Le souci de moderniser reste toujours d’actualité une décennie après la fin du conflit. Le 22 novembre de cette même année, une brève du journal se fait l’écho d’une demande des chambres de commerce et d’industrie de la Moselle et de Strasbourg en faveur de la canalisation de la Moselle qui selon les CCI «conditionne l'avenir de l'industrie lourde de l'est de la France au sein de la C.E.C.A», la récente communauté européenne du charbon et de l’acier. Les CCI demandent aussi l’enfoncement de plusieurs voies d’eau du nord-est (canal de la Marne au Rhin, canal du Rhône au Rhin, canal des Houillères de la Sarre, canal de l’Est, la Moselle canalisée de Nancy à Thionville), qualifié de «modernisation».
Ces demandes de l’industrie sidérurgique, des charbonnages et du port de Strasbourg, formulées dans ces termes, ne sont pas nouvelles. L’année précédente, ainsi que le relate Le Monde du 14 octobre 1953, s’étaient tenus, à Strasbourg, sous la présidence du conseiller économique Albert Auberger, l’assemblée générale de la Société pour l’expansion du port de Strasbourg et de son hinterland (E.X.P.A.), ainsi que le premier conseil d’administration du Consortium pour l’amélioration des voies navigables de la région est-sud-est.

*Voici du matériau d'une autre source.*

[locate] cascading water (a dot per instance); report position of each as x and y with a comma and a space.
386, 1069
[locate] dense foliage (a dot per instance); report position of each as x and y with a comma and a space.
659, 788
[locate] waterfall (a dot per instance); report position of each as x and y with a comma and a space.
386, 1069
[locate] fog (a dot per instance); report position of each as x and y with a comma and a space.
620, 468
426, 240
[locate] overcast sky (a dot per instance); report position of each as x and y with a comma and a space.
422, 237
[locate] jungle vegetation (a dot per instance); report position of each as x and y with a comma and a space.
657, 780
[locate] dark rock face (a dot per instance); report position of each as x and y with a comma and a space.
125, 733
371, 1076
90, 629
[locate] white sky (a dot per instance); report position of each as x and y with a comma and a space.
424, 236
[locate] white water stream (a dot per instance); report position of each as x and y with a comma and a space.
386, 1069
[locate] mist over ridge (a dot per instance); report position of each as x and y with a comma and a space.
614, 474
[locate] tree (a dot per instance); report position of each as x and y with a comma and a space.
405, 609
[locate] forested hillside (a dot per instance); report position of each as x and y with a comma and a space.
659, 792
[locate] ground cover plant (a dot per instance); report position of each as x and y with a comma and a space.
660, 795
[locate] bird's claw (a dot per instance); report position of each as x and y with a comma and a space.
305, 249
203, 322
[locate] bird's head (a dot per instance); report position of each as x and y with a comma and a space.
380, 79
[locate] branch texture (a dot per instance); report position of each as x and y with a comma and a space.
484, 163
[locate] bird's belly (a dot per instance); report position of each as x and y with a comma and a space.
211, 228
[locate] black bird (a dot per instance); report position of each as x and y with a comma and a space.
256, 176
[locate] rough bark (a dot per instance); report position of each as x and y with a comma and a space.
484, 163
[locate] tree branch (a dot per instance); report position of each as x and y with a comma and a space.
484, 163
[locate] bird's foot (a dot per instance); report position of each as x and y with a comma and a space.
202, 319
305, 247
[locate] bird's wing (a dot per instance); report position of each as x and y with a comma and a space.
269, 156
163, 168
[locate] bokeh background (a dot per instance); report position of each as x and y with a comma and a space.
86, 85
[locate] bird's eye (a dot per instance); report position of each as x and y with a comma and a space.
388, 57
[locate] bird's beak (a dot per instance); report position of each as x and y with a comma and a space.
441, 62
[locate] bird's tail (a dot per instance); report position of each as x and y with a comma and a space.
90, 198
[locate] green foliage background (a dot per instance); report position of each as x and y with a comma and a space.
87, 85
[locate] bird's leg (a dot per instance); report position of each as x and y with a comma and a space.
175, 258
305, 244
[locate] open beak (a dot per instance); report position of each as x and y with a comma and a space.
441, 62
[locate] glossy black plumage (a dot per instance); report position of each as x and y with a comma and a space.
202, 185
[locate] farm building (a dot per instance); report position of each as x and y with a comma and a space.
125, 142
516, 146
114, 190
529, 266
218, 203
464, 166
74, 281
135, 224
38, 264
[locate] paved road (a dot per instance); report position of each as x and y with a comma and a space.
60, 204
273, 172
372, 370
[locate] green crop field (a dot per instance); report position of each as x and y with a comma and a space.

Cette association rassemble dans un but commun les CCI, les collectivités locales et les grands usagers de la voie d’eau.
Ils s’accordent sur «[le] danger d'une mise à l'écart des grands courants d'échange de produits charbonniers et sidérurgiques» et l’importance de voie navigables modernes pour «tenir son rang» dans l’Europe du charbon et de l’acier.
Leurs demandes furent résumées par le directeur du port de Strasbourg, M. Graff.
«Disposer vers l'arrière-pays de voies navigables commodes et économiques. Or, […] ces voies ne sont plus du tout adaptées aux besoins actuels, qu'il s'agisse du canal de la Marne au Rhin, du canal des houillères de la Sarre ou du canal du Rhône au Rhin. De toute urgence ces voies doivent être approfondies et élargies.»
Ce programme était promis à une longue actualité.